Le discours de Ratisbonne déclenche une immense colère dans le monde musulman : protestation des pays arabes, menaces d’attentats, représailles contre les chrétiens d’Orient… Le pape n’a d’autre choix que d’envoyer un signe d’apaisement. Deux mois plus tard, Benoît XVI s’envole pour la Turquie, où les caméras le filment dans la mosquée Bleue d’Istanbul, au côté du grand mufti de la ville, les mains pliées sur sa soutane, les yeux fermés et le buste tourné vers La Mecque. Le christianisme et l’islam réunis dans un même souffle spirituel… Les vaticanistes passeront la nuit à se demander si le Saint-Père a réellement prié, ou seulement médité. Venant d’un théologien rétif à l’idée d’une prière commune entre fidèles de religions différentes, car persuadé de la supériorité du christianisme, le geste avait en effet de quoi surprendre.

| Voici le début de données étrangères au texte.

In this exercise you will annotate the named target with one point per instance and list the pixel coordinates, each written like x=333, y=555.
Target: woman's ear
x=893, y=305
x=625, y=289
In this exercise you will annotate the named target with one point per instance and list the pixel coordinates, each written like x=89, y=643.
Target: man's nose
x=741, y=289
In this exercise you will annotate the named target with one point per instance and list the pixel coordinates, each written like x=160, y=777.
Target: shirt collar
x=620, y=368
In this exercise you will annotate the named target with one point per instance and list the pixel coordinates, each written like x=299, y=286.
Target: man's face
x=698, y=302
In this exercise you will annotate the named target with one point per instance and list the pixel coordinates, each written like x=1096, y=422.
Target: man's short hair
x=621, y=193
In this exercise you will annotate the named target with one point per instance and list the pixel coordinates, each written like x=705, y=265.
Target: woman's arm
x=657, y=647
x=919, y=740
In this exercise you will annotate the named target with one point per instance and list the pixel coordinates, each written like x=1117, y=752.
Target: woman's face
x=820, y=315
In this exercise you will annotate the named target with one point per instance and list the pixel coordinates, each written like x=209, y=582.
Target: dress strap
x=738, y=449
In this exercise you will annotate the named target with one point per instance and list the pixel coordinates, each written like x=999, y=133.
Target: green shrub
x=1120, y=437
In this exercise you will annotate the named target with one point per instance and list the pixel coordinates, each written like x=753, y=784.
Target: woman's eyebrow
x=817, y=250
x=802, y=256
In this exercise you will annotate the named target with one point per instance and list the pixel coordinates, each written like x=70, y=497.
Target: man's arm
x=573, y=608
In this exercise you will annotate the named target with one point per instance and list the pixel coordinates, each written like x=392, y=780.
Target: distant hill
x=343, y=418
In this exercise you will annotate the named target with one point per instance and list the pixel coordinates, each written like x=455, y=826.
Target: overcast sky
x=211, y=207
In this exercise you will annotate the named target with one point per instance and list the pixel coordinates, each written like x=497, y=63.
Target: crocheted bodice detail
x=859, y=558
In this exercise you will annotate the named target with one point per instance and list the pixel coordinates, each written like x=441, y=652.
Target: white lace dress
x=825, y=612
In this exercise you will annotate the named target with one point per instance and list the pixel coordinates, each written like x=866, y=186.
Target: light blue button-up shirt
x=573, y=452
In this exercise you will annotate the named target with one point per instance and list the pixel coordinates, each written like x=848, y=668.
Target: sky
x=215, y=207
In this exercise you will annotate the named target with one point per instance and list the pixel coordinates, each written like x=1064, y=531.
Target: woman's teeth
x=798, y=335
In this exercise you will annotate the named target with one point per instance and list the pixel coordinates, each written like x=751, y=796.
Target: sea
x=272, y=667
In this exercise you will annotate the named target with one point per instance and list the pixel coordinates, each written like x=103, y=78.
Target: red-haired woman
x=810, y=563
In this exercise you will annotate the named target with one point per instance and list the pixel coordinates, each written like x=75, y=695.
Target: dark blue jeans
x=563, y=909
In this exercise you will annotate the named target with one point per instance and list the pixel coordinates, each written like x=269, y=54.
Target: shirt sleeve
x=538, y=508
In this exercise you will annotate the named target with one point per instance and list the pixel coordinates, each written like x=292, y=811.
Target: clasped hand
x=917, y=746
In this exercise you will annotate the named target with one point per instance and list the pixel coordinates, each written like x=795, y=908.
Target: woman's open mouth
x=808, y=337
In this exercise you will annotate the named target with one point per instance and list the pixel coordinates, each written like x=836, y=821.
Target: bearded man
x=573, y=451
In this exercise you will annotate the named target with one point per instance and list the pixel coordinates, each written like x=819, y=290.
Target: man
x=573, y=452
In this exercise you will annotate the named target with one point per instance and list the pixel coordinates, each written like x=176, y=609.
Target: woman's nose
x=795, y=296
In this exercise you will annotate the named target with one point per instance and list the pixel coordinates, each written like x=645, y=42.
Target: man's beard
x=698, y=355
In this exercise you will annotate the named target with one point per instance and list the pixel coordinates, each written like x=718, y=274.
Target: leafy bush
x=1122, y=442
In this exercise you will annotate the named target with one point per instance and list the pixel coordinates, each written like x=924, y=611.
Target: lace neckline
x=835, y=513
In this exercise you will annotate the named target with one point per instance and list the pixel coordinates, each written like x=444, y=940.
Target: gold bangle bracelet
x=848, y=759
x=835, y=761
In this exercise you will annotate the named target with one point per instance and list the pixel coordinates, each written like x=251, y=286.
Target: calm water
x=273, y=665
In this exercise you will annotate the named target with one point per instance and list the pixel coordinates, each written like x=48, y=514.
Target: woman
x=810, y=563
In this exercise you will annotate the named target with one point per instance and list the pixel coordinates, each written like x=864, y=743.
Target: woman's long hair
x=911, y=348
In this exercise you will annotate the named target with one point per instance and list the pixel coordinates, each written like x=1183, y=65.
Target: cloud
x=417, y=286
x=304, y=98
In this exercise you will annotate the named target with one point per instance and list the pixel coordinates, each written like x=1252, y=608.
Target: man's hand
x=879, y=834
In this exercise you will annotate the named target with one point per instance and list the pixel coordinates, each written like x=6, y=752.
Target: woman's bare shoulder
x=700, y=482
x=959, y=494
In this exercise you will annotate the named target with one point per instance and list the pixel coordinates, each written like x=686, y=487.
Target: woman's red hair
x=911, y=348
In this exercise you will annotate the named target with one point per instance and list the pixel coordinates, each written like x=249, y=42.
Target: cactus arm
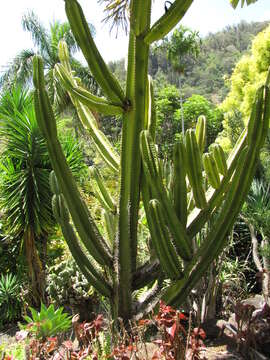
x=199, y=217
x=200, y=132
x=110, y=223
x=133, y=123
x=152, y=173
x=168, y=21
x=94, y=278
x=93, y=102
x=82, y=219
x=90, y=271
x=194, y=169
x=179, y=187
x=149, y=300
x=107, y=200
x=146, y=274
x=98, y=67
x=150, y=116
x=215, y=240
x=161, y=240
x=101, y=142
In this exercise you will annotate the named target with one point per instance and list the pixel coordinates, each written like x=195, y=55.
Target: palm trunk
x=36, y=271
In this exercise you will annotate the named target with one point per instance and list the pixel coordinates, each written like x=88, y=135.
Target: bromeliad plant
x=200, y=187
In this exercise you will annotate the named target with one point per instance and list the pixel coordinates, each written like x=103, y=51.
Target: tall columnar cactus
x=178, y=203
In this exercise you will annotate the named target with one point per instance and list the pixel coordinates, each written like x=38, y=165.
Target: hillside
x=207, y=74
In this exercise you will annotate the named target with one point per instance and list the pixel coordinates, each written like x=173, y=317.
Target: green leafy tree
x=25, y=191
x=196, y=106
x=177, y=211
x=183, y=44
x=249, y=73
x=20, y=69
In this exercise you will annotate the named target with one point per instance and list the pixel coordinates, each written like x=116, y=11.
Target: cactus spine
x=176, y=210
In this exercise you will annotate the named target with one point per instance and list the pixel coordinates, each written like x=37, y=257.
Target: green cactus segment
x=54, y=183
x=198, y=218
x=63, y=54
x=86, y=117
x=61, y=213
x=161, y=240
x=266, y=110
x=211, y=170
x=133, y=123
x=150, y=116
x=194, y=169
x=82, y=219
x=98, y=67
x=179, y=187
x=107, y=200
x=153, y=175
x=140, y=22
x=110, y=221
x=256, y=114
x=93, y=102
x=168, y=21
x=219, y=157
x=200, y=132
x=176, y=294
x=101, y=142
x=216, y=239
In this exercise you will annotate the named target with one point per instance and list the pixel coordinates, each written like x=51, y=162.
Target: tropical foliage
x=45, y=41
x=176, y=212
x=24, y=183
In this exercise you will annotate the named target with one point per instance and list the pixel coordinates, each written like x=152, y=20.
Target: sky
x=204, y=15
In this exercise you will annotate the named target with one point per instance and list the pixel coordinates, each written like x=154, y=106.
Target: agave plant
x=48, y=322
x=202, y=187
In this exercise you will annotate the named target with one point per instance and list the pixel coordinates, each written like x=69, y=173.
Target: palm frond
x=62, y=31
x=19, y=70
x=14, y=100
x=39, y=34
x=117, y=13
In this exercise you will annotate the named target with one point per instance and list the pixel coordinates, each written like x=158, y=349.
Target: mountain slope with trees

Les cafouillages du porte-parole

Il y eut d’autres faux pas durant ces premières années de pon- tificat. Comme cette visite au Brésil, au printemps de 2007. Benoît XVI passe sous silence les exactions des conquistadors espagnols, ce qui lui vaut les protestations du président Lula. En 2009 survient l’affaire des intégristes. Le Vatican lève l’excommunication de quatre prélats jadis consacrés par Mgr Lefebvre sans l’aval de Rome. Le dossier renvoie à un problème interne de l’Eglise, mais dans le quarteron des prélats en question se trouve un évêque aux sourcils aussi charbonneux que sa soutane, Richard Williamson, dont la fibre négationniste met aussitôt le feu aux poudres. Deux jours avant la publication du décret du Vatican, un entretien ancien du religieux dans lequel il remet en question l’Holocauste est opportunément diffusé sur Internet. Benoît XVI avoue qu’il n’était pas au courant.  » Personne chez nous n’est allé voir sur Internet de quoi il s’agissait !  » admet-il même en 2010 dans le livre Lumière du monde, avant de conclure :  » Notre travail avec la presse n’a pas été à la hauteur.  »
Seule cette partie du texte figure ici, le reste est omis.